Das Wissen darüber, ob und wie ein Bauteil gefertigt werden kann, aber auch mit welchem Aufwand und zu welchen Kosten, ist elementar für den Entwicklungsprozess. Viele Konstrukteure neigen dazu, Bauteile nach ‚Funktion‘ zu konstruieren (Design-to-Function), das heißt das Bauteil erfüllt zwar alle Stabilitäts-, Funktions- und Geometrieanforderungen, die Herstellbarkeit und Beschaffungskosten werden dabei aber nur unzureichend berücksichtigt. Die Folge davon ist, dass erst sehr spät im Beschaffungsprozess, wenn die Zeichnungen vom Teilefertiger geprüft werden, die fertigungstechnischen Defizite der Konstruktion aufgedeckt werden. Es kann zu zu teuren, nachträglichen Bauteiländerungen, großem Abstimmungsaufwand und letztendlich zu unnötig hohen Beschaffungskosten kommen, da nicht alle fertigungstechnischen Potenziale ausgenutzt werden konnten. Laut einer Umfrage unter Gießereien ist jede dritte Bauteilzeichnung nicht im angefragten Verfahren fertigbar, über die Hälfte der Bauteile muss konstruktiv angepasst werden und mehra als 50 Prozent weist fehlerhafte Dokumentation oder nicht normgerechte Toleranzen auf. Hier hat sich Potenzial versteckt, das es zu heben gilt. Schließlich hat der Konstrukteur 80 Prozent der beinflussbaren Herstellungskosten in der Hand.
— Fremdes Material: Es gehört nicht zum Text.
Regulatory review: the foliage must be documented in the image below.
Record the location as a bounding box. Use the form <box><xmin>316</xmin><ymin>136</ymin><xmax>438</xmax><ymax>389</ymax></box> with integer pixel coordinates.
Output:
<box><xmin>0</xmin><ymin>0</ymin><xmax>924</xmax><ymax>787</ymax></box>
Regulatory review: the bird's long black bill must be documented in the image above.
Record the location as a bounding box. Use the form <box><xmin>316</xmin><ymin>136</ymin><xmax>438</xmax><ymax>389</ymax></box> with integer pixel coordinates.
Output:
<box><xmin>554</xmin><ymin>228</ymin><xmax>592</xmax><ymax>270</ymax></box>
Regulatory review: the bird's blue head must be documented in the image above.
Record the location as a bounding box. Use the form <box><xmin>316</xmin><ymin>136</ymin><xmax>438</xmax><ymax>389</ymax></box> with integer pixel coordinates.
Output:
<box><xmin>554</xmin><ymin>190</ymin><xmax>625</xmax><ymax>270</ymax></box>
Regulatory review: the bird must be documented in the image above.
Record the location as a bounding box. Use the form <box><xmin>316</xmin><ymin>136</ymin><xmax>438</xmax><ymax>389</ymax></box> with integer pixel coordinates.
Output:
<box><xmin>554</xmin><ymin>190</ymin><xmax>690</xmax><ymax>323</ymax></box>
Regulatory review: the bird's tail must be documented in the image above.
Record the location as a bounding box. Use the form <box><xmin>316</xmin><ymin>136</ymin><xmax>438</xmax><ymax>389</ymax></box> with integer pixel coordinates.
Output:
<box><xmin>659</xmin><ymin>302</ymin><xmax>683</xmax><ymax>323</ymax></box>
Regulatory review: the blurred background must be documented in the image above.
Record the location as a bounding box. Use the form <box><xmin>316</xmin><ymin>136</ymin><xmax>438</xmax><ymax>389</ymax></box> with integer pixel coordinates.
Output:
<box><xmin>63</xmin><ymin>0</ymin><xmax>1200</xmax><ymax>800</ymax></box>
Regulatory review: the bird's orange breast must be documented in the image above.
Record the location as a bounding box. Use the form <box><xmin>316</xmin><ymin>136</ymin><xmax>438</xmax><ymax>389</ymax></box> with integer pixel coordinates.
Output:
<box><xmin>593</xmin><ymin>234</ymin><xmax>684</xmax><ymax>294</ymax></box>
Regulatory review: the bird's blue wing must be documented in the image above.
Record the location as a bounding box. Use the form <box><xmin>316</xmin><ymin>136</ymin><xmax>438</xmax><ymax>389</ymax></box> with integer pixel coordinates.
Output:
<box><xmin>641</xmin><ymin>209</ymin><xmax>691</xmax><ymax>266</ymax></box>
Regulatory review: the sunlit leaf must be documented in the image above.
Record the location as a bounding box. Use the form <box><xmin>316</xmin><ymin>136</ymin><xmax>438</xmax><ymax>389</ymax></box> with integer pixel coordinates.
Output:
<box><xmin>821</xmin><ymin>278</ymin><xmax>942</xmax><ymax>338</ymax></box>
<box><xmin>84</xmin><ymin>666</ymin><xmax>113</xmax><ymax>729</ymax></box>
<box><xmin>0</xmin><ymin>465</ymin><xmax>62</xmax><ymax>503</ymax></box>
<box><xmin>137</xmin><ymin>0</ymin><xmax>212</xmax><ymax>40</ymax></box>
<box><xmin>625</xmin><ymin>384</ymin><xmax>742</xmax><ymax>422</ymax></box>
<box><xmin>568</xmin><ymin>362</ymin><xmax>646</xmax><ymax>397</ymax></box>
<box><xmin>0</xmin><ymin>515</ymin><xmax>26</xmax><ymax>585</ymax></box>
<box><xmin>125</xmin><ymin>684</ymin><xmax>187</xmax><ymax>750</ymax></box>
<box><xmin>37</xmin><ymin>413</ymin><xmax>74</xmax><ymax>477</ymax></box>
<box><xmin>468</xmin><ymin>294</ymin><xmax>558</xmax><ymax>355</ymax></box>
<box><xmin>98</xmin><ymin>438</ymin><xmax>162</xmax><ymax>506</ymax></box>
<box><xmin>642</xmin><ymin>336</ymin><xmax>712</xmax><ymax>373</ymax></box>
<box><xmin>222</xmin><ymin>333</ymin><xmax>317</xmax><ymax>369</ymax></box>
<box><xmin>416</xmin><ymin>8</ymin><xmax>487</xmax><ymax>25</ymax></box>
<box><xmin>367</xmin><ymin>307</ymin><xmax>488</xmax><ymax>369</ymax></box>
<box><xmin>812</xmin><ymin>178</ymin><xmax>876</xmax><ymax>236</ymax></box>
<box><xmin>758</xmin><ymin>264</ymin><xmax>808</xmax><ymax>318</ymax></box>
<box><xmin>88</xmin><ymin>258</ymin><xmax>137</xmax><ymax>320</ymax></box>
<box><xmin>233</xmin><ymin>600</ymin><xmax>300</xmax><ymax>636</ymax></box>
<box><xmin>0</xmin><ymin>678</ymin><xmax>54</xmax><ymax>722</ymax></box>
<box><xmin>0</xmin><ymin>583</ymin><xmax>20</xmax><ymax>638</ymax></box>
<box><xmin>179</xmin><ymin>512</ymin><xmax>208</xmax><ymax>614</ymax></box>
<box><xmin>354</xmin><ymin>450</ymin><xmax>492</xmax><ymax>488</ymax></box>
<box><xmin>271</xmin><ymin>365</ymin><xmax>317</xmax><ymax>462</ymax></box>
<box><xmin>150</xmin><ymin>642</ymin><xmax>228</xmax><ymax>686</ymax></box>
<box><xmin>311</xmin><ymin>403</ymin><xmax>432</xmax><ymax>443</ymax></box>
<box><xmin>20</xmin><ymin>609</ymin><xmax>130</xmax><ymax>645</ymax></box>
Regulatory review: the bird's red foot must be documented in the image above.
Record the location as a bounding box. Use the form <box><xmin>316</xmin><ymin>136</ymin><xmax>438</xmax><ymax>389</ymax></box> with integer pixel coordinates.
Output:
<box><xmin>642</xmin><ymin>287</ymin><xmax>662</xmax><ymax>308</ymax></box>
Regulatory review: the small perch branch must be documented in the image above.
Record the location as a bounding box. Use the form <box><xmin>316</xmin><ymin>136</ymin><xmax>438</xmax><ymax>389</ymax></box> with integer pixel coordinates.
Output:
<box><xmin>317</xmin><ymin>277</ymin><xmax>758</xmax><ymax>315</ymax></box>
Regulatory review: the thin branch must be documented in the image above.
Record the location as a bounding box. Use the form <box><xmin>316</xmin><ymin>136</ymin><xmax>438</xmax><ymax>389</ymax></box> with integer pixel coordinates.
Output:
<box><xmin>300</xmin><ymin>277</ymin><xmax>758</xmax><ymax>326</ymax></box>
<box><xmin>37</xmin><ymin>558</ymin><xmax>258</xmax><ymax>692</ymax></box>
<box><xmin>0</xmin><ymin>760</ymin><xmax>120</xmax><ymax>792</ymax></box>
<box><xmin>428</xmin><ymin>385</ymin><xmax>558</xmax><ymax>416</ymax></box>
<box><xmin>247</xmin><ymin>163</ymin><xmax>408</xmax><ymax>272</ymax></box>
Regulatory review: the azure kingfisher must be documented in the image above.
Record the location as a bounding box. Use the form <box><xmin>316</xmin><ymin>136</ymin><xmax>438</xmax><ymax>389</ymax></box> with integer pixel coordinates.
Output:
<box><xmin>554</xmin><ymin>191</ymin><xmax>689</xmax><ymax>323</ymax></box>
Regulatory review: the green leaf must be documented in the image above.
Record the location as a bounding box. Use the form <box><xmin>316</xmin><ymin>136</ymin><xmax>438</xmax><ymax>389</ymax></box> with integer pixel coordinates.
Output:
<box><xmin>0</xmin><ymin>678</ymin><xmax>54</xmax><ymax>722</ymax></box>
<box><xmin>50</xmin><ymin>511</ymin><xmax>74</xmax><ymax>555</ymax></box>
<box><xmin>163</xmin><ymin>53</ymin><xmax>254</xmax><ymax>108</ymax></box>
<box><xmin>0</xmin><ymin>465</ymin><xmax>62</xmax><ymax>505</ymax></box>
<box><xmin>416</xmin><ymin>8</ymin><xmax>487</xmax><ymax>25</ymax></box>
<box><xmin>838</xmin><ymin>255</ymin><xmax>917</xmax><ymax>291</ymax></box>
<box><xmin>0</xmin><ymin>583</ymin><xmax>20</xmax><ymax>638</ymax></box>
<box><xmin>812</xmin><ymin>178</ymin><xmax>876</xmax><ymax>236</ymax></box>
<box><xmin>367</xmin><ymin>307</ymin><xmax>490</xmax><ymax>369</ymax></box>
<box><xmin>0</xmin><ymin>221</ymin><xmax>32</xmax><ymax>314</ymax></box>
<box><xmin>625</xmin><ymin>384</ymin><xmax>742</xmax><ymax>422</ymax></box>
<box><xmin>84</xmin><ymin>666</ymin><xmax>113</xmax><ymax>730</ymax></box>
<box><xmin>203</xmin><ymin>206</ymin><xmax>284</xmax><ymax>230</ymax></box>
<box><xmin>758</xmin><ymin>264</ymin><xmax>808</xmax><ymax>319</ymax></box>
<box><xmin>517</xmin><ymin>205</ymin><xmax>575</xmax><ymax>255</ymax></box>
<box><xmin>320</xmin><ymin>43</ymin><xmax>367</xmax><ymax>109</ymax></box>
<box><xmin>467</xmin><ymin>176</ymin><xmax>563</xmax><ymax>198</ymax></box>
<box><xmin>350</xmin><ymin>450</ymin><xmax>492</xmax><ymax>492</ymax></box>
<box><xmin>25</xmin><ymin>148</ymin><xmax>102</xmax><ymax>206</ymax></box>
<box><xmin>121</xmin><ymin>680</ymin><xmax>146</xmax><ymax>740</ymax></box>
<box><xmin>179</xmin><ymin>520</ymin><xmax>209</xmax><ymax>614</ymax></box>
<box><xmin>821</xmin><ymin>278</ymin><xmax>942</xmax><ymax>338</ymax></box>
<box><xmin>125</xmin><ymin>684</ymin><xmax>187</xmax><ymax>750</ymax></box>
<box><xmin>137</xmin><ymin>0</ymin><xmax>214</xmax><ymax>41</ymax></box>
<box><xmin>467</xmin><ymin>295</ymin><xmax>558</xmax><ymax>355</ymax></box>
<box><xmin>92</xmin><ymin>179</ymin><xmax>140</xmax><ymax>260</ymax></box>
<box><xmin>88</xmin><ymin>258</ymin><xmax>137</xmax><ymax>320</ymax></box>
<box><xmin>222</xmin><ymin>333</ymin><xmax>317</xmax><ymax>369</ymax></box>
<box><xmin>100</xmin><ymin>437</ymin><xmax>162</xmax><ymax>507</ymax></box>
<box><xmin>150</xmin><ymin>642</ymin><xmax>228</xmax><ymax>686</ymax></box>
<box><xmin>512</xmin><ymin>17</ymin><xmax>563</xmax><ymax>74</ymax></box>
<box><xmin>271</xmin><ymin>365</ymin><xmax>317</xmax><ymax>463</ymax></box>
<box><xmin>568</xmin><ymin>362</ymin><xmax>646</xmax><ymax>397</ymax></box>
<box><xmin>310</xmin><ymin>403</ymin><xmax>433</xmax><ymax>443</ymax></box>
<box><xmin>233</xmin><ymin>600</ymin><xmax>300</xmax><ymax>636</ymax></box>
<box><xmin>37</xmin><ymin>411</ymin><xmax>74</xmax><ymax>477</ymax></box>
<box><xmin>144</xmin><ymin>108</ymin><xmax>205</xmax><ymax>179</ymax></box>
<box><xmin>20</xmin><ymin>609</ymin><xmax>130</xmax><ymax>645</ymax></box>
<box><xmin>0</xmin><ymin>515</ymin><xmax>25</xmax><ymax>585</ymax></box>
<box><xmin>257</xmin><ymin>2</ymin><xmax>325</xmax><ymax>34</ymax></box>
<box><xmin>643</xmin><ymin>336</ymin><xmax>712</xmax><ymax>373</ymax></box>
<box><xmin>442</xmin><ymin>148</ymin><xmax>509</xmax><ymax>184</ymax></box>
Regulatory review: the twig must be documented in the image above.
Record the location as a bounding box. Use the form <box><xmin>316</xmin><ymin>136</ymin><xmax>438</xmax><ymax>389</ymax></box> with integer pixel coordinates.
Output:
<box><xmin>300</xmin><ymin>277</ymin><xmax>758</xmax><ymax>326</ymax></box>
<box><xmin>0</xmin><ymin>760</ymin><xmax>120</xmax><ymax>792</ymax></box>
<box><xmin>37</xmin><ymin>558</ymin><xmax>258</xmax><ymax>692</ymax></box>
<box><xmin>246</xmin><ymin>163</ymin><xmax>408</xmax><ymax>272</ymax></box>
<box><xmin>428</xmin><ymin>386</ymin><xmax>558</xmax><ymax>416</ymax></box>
Fertigungsperspektive berücksichtigen

Das Potenzial für Kosteneinsparungen durch eine konsequente Berücksichtigung der Fertigungsperspektive während der Entwicklung (‚Design-for-Manufacturing-and-Assembly’/ “Design-to-Cost‘) ist enorm. Nicht jeder Konstrukteur verfügt jedoch über das Wissen, um seine Bauteile im jeweiligen Fertigungsverfahren zu optimieren bzw. in alternative Verfahren und Materialien zu überführen. Die ‚Rule of 10‘ besagt, dass die Kosten der Fehlerbehebung in jeder einzelnen Stufe der Wertschöpfungskette um den Faktor 10 steigen. Dieses Problem hat man in der Industrie erkannt und begegnet ihm mit organisatorischen Maßnahmen, wie z.B. einer frühen Integration von Lieferanten in den Entwicklungsprozess (Advanced Purchasing) oder dem Aufbau von Simultaneous Engineering Teams. Ebenso wird versucht einen internen Experten-Pool aufzubauen, um bei technologischen Fragestellungen die operativen Einheiten unterstützen zu können. Diese Ansätze geraten jedoch zunehmend an ihre Grenzen. Die frühzeitige Integration von Lieferanten z.B. steht sowieso vor allem Unternehmen mit einer gewissen Marktmacht zur Verfügung und wird von den Lieferanten nur bei sicherer Auftragsvergabe akzeptiert. Die Verfügbarkeit und Reaktionsschnelligkeit der In-house-Experten entspricht nur selten der notwendigen Lösungsgeschwindigkeit operativer Fragestellungen. Zudem erweist sich der Aufbau eines eigenen Expertenpools gerade für exotische Verfahren als äußerst kostenintensiv. Das ist nicht zuletzt Schade, da mit dem notwendigen Wissen für eine fertigungsgerechte Konstruktion bis zu 40 Prozent der Bauteile günstiger hergestellt werden können.

Kleine Fragestellungen, hohe Kosten?

Am Ende des Tages sind es die kleinen Fragestellungen und Bauteildetails im Konstruktionsalltag des Entwicklers, die über die Herstellbarkeit und die Herstellungskosten des Bauteils entscheiden. Eine Aussparung im Bauteil, die zu einem zusätzlichen teuren Schieber im Werkzeug führt oder Angsttoleranzen, die unnötige Nachbearbeitung verursachen etc. – die Liste der unbewussten Kostentreiber ist lang.